Cette phrase, qui montre que le pacifisme bourgeois s’accommode fort bien de l’idée de guerre :
La République est pacifique, mais elle fait respecter nos droits et notre honneur (p. 271).
Gauthier et Deschamps, Cours moyen :
La Société des nations travaille à établir la paix (p. 257).
Une gravure représentant le Conseil de la Société des nations avec Briand (l’apôtre français de la paix ?) au centre et, dans la notice explicative, ces paroles :
La S.D.N. groupe presque tous les pays du monde. Sa mission consiste principalement à régler par l’arbitrage les conflits et à obtenir la réduction des armements nationaux. En 1926, par les accords de Locarno, les ennemis de la Grande Guerre se sont engagés à maintenir les frontières établies par la paix. En 1928, par le pacte Briand-Kellog, les puissances ont mis « hors la loi » le recours à la guerre (p. 259).
Guiot et Mane, Cours moyen :
Forte et respectée au dehors, elle [la France républicaine] ne songe pas aux guerres de conquête… Elle est avant tout pacifique (p. 288).
Rogie et Despiques, Cours moyen :
Ils [les traités de 1919] tentent d’organiser la Société des nations dont le rôle principal sera de prévenir de nouvelles guerres (p. 292).
Calvet, Cours moyen et supérieur :
La paix règne aujourd’hui en Europe et quelques conflits ont été apaisés sans trop de peine par la Société des nations, dont presque tous les pays font désormais partie (p. 320).
On peut espérer qu’un esprit nouveau [pacifique] anime aujourd’hui les nations (p. 321).
Si elle [la France] a repris la place que lui avaient fait perdre ses défaites de 1870, du moins aucun esprit de conquête ne l’anime, et c’est bien à tort que ceux qui se défient d’elle lui ont fait le reproche d’impérialisme (p. 320).
Mais l’auteur, sans apercevoir la contradiction de sa pensée, aussitôt après révèle candidement à la fois l’existence de l’impérialisme français et du caractère véritable de la S.D.N., instrument chargé de garantir aux impérialismes alliés les bénéfices de leur victoire :
Elle [la France] a conservé, il est vrai, une assez forte armée… Mais c’est uniquement par souci de sa sécurité, pour se protéger contre un retour offensif des ennemis d’hier. Il faut, en effet, faire accepter leur défaite aux vaincus de 1918, empêcher toute guerre de revanche. C’est à quoi s’emploient d’ailleurs avec un zèle louable les principaux États et la Société des nations (p. 320).
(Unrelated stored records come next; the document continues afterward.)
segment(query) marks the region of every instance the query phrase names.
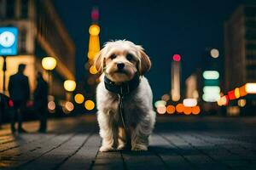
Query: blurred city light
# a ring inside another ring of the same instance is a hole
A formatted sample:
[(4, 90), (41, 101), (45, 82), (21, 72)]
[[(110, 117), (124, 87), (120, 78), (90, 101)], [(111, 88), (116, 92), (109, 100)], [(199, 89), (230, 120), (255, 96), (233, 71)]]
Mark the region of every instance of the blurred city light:
[(240, 97), (243, 97), (247, 94), (247, 93), (246, 91), (246, 85), (243, 85), (242, 87), (239, 88), (239, 94), (240, 94)]
[(228, 92), (228, 95), (229, 95), (229, 99), (236, 99), (236, 95), (235, 95), (235, 90), (231, 90), (230, 92)]
[(74, 109), (74, 106), (72, 102), (67, 101), (65, 104), (65, 108), (67, 109), (67, 111), (73, 111)]
[(183, 110), (184, 110), (184, 106), (183, 106), (183, 104), (177, 104), (176, 105), (176, 110), (177, 110), (177, 112), (182, 113), (182, 112), (183, 112)]
[(240, 92), (239, 92), (239, 88), (235, 88), (235, 97), (236, 99), (240, 98)]
[(56, 105), (54, 101), (49, 101), (47, 105), (48, 105), (48, 110), (55, 110)]
[(245, 86), (245, 90), (247, 94), (256, 94), (256, 82), (247, 83)]
[(203, 92), (204, 94), (218, 94), (219, 95), (220, 88), (218, 86), (205, 86)]
[(201, 110), (198, 105), (192, 107), (192, 114), (193, 115), (198, 115), (200, 113)]
[(247, 100), (246, 99), (238, 99), (237, 105), (240, 107), (244, 107), (247, 105)]
[[(173, 60), (180, 60), (179, 54), (174, 54)], [(171, 95), (172, 101), (180, 99), (180, 84), (181, 84), (181, 63), (172, 62), (171, 65)]]
[(219, 99), (220, 95), (219, 94), (215, 94), (215, 93), (208, 93), (208, 94), (204, 94), (202, 95), (202, 99), (206, 102), (216, 102)]
[(173, 113), (175, 113), (175, 107), (173, 105), (168, 105), (166, 107), (166, 112), (168, 114), (173, 114)]
[(81, 94), (77, 94), (74, 97), (74, 100), (77, 104), (82, 104), (84, 100), (84, 97)]
[(194, 107), (197, 105), (197, 100), (195, 99), (184, 99), (183, 105), (185, 107)]
[(219, 78), (219, 73), (217, 71), (205, 71), (203, 77), (207, 80), (216, 80)]
[(183, 108), (183, 112), (184, 112), (185, 115), (190, 115), (192, 113), (191, 107), (184, 107)]
[(220, 102), (221, 102), (222, 105), (227, 105), (229, 104), (229, 101), (230, 101), (230, 99), (229, 99), (228, 95), (224, 95), (220, 98)]
[(154, 103), (154, 107), (158, 108), (160, 106), (166, 106), (166, 102), (165, 100), (158, 100)]
[(64, 88), (68, 92), (73, 92), (76, 89), (76, 82), (73, 80), (66, 80), (64, 82)]
[(98, 25), (93, 24), (89, 28), (89, 33), (91, 36), (98, 36), (100, 33), (100, 26)]
[(90, 17), (93, 20), (99, 20), (99, 9), (97, 8), (95, 8), (92, 9)]
[(218, 58), (219, 56), (219, 52), (216, 48), (212, 48), (210, 53), (212, 58)]
[(88, 99), (84, 102), (84, 107), (85, 109), (87, 109), (88, 110), (91, 110), (94, 109), (95, 107), (95, 104), (92, 100)]
[(168, 94), (164, 94), (162, 97), (161, 97), (161, 99), (164, 100), (164, 101), (168, 101), (170, 99), (170, 96)]
[(90, 67), (89, 71), (90, 71), (90, 74), (96, 74), (98, 72), (96, 68), (94, 65), (91, 65)]
[(181, 56), (180, 56), (180, 54), (174, 54), (174, 55), (172, 56), (172, 60), (173, 60), (174, 61), (179, 62), (179, 61), (181, 60)]
[(156, 111), (160, 114), (163, 115), (166, 112), (166, 107), (165, 105), (161, 105), (156, 108)]
[(57, 61), (53, 57), (44, 57), (42, 60), (42, 66), (47, 71), (52, 71), (55, 68)]

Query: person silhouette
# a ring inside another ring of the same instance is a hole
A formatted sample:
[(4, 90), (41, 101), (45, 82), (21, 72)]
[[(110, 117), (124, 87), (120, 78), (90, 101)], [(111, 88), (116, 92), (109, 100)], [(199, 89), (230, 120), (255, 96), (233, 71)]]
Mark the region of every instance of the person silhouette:
[(48, 84), (44, 80), (41, 72), (37, 76), (37, 88), (34, 91), (34, 109), (38, 114), (40, 120), (39, 133), (45, 133), (47, 129), (47, 105), (48, 105)]
[(23, 114), (26, 105), (30, 98), (30, 88), (28, 77), (24, 75), (26, 65), (19, 65), (18, 72), (9, 78), (8, 90), (14, 102), (15, 111), (11, 116), (11, 130), (14, 133), (15, 129), (15, 116), (18, 117), (18, 132), (26, 133), (22, 128)]

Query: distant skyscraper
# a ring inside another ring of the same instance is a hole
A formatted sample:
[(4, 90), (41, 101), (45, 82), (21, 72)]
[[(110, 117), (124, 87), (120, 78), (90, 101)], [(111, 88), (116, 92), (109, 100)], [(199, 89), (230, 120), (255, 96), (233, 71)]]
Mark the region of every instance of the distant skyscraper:
[(180, 81), (181, 81), (181, 57), (179, 54), (173, 55), (173, 61), (172, 63), (172, 90), (171, 96), (172, 101), (178, 101), (180, 99)]
[(256, 82), (256, 6), (240, 6), (224, 25), (225, 90)]
[[(256, 6), (240, 6), (225, 22), (224, 53), (226, 92), (256, 82)], [(230, 115), (255, 114), (255, 110), (254, 95), (234, 99), (227, 108)]]
[[(0, 0), (0, 27), (9, 26), (18, 28), (18, 54), (7, 58), (6, 86), (9, 76), (23, 63), (26, 65), (25, 74), (29, 76), (31, 89), (34, 90), (37, 71), (43, 71), (42, 58), (51, 56), (57, 60), (52, 76), (52, 92), (55, 96), (64, 98), (63, 81), (75, 78), (75, 46), (52, 2)], [(0, 65), (2, 64), (0, 57)], [(0, 71), (0, 82), (2, 80)]]

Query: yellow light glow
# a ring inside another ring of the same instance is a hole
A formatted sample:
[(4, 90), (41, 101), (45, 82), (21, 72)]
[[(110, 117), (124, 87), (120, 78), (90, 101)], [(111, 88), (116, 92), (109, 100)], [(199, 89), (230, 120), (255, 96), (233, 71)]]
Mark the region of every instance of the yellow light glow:
[(200, 107), (198, 105), (192, 107), (192, 114), (198, 115), (200, 113)]
[(183, 105), (185, 107), (194, 107), (197, 105), (197, 100), (195, 99), (184, 99)]
[(239, 88), (239, 94), (240, 94), (240, 97), (243, 97), (247, 94), (247, 93), (246, 91), (246, 85), (243, 85), (242, 87)]
[(173, 105), (168, 105), (166, 107), (166, 111), (168, 114), (173, 114), (175, 113), (175, 107)]
[(97, 70), (94, 65), (91, 65), (89, 70), (90, 74), (97, 74)]
[(219, 73), (217, 71), (205, 71), (203, 77), (207, 80), (217, 80), (219, 78)]
[(74, 106), (73, 106), (73, 105), (72, 102), (67, 101), (67, 102), (66, 102), (66, 104), (65, 104), (65, 108), (66, 108), (67, 110), (68, 110), (68, 111), (73, 111), (73, 109), (74, 109)]
[(77, 94), (74, 97), (74, 99), (77, 104), (82, 104), (84, 100), (84, 97), (81, 94)]
[(184, 105), (183, 104), (177, 104), (176, 105), (176, 110), (177, 110), (177, 112), (182, 113), (182, 112), (183, 112), (183, 110), (184, 110)]
[(156, 111), (160, 114), (163, 115), (166, 112), (166, 107), (162, 105), (162, 106), (159, 106), (156, 108)]
[(47, 71), (52, 71), (55, 68), (57, 61), (53, 57), (44, 57), (42, 60), (42, 66)]
[(240, 93), (239, 93), (239, 88), (235, 88), (235, 96), (236, 98), (240, 98)]
[(217, 104), (218, 104), (218, 106), (222, 106), (221, 98), (219, 98), (219, 99), (217, 100)]
[(55, 103), (54, 101), (49, 101), (49, 102), (48, 103), (48, 109), (49, 109), (49, 110), (55, 110), (55, 107), (56, 107), (56, 105), (55, 105)]
[(247, 83), (245, 90), (247, 94), (256, 94), (256, 82)]
[(158, 100), (154, 103), (154, 107), (166, 106), (166, 102), (165, 100)]
[(100, 26), (98, 25), (93, 24), (89, 28), (89, 33), (91, 36), (97, 36), (100, 33)]
[(192, 113), (191, 107), (184, 107), (183, 108), (183, 112), (184, 112), (185, 115), (190, 115)]
[(247, 100), (246, 99), (239, 99), (237, 101), (237, 105), (240, 106), (240, 107), (244, 107), (246, 105), (247, 105)]
[(162, 100), (165, 100), (165, 101), (168, 101), (170, 99), (170, 96), (168, 94), (164, 94), (162, 97), (161, 97), (161, 99)]
[(210, 53), (212, 58), (218, 58), (219, 56), (219, 52), (216, 48), (212, 48)]
[(92, 100), (88, 99), (84, 102), (84, 107), (85, 109), (87, 109), (88, 110), (91, 110), (94, 109), (95, 107), (95, 104)]
[(100, 38), (99, 36), (90, 36), (89, 50), (87, 56), (90, 60), (93, 60), (96, 54), (100, 51)]
[(64, 88), (68, 92), (73, 92), (76, 89), (76, 82), (73, 80), (66, 80), (64, 82)]

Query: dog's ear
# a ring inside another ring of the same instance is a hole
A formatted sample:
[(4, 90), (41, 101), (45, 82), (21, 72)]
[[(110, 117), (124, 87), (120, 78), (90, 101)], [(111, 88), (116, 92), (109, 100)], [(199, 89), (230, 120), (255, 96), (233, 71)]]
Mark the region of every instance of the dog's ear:
[(137, 46), (138, 51), (141, 55), (141, 60), (139, 63), (139, 72), (140, 75), (144, 75), (151, 68), (151, 61), (149, 57), (146, 54), (143, 48), (141, 46)]
[(102, 73), (102, 71), (103, 71), (103, 58), (102, 55), (102, 51), (100, 51), (95, 56), (94, 65), (99, 73)]

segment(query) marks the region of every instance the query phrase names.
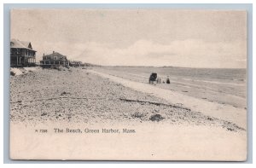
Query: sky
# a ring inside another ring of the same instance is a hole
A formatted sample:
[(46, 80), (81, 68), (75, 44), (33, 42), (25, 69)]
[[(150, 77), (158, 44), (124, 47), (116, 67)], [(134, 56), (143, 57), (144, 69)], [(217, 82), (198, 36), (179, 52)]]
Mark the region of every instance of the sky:
[(246, 68), (247, 13), (188, 9), (13, 9), (10, 38), (37, 61), (59, 52), (104, 66)]

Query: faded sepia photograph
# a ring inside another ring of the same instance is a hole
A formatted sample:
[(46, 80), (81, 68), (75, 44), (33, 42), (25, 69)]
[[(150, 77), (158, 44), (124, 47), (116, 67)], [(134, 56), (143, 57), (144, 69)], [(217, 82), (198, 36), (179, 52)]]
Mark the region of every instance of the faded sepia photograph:
[(247, 159), (247, 12), (10, 10), (10, 159)]

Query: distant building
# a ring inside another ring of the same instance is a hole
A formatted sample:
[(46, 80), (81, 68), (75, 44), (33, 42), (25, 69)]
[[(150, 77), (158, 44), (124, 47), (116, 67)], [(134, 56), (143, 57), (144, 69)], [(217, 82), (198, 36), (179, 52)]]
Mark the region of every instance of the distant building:
[(44, 67), (69, 66), (69, 61), (67, 56), (53, 51), (50, 55), (44, 55), (44, 54), (43, 60), (40, 61), (40, 66)]
[(10, 66), (30, 67), (36, 65), (36, 52), (30, 42), (10, 40)]
[(81, 61), (70, 61), (69, 66), (73, 67), (84, 67), (84, 64)]

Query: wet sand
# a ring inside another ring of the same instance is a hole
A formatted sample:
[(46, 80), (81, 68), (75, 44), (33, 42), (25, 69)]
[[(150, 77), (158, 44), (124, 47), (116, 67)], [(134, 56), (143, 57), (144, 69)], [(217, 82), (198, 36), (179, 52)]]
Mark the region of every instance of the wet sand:
[[(11, 77), (12, 159), (246, 159), (246, 127), (237, 120), (96, 73), (82, 68), (39, 69)], [(129, 128), (136, 133), (53, 131), (67, 127)], [(35, 133), (38, 129), (48, 133)]]

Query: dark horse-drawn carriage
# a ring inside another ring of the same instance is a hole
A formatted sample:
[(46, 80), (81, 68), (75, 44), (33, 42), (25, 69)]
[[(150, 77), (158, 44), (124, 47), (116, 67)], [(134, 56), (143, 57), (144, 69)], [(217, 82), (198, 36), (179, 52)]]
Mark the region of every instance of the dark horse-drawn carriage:
[(151, 73), (150, 77), (149, 77), (149, 84), (153, 84), (154, 81), (156, 81), (157, 78), (157, 73)]

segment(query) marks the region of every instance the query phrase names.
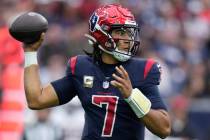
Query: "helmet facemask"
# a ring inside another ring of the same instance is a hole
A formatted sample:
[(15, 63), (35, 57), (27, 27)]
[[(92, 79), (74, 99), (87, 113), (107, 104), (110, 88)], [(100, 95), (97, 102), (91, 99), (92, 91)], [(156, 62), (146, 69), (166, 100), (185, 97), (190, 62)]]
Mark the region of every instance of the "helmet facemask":
[[(119, 34), (119, 37), (114, 37), (112, 33), (115, 32)], [(139, 28), (138, 27), (126, 27), (124, 26), (114, 26), (110, 34), (114, 40), (112, 55), (121, 62), (127, 61), (132, 56), (136, 55), (139, 48)], [(126, 34), (126, 37), (123, 37)], [(121, 43), (124, 44), (124, 48), (121, 46)]]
Brossolette, Cours moyen :
À Genève, au sein de la Société des nations, le gouvernement français fait les plus grands efforts pour que la guerre devienne impossible entre les peuples. En 1925, un accord fameux a été signé dans le même but, à Locarno, entre la France, l’Angleterre, l’Italie et l’Allemagne D’autres accords ont mis depuis la guerre « hors la loi ». Il est regrettable toutefois qu’on n’ait pas arrêté les moyens de punir ceux qui violeraient ces accords (p. 262).
L’auteur cite ces paroles de Briand à la séance de l’Assemblée des nations, à Genève, le 10 septembre 1926 :
Les traités d’arbitrage se multiplient de peuple à peuple; on se promet de ne plus se battre, on se promet des juges. La paix chemine ainsi à travers toutes ces entreprises, et c’est l’esprit de la Société des nations qui anime tout cela, et c’est elle qui a rendu tout cela possible, et c’est elle, par conséquent, que tous les peuples doivent défendre du plus profond de leur amour, du plus profond de leur cœur (p. 262).
Pomot et Besseige, Cours moyen :
C’est peut-être ce manuel, œuvre d’hommes « de gauche », qui étale le plus dangereusement la démagogie et le bourrage de crâne pacifistes. Un chapitre de trois pages : « Pour la paix. La Société des nations », terminé par des extraits de discours de Briand et Stresemann en 1921, contenant des phrases sentimentales sur les horreurs de la guerre, la solidarité des nations, puis ces affirmations :
« La Société des nations a déjà beaucoup travaillé pour la paix » (p. 190), « La France a joué un grand rôle dans la Société des nations… Nous avons le droit d’en être fiers » (p. 190).
Enfin ces phrases, qui révèlent que tout cet hypocrite bagage pacifiste ne fait que dissimuler la préparation à la guerre :
Il faut souhaiter que les Allemands soient venus dans la Société des nations sans arrière-pensée guerrière. L’avenir nous montrera s’ils sont sincères…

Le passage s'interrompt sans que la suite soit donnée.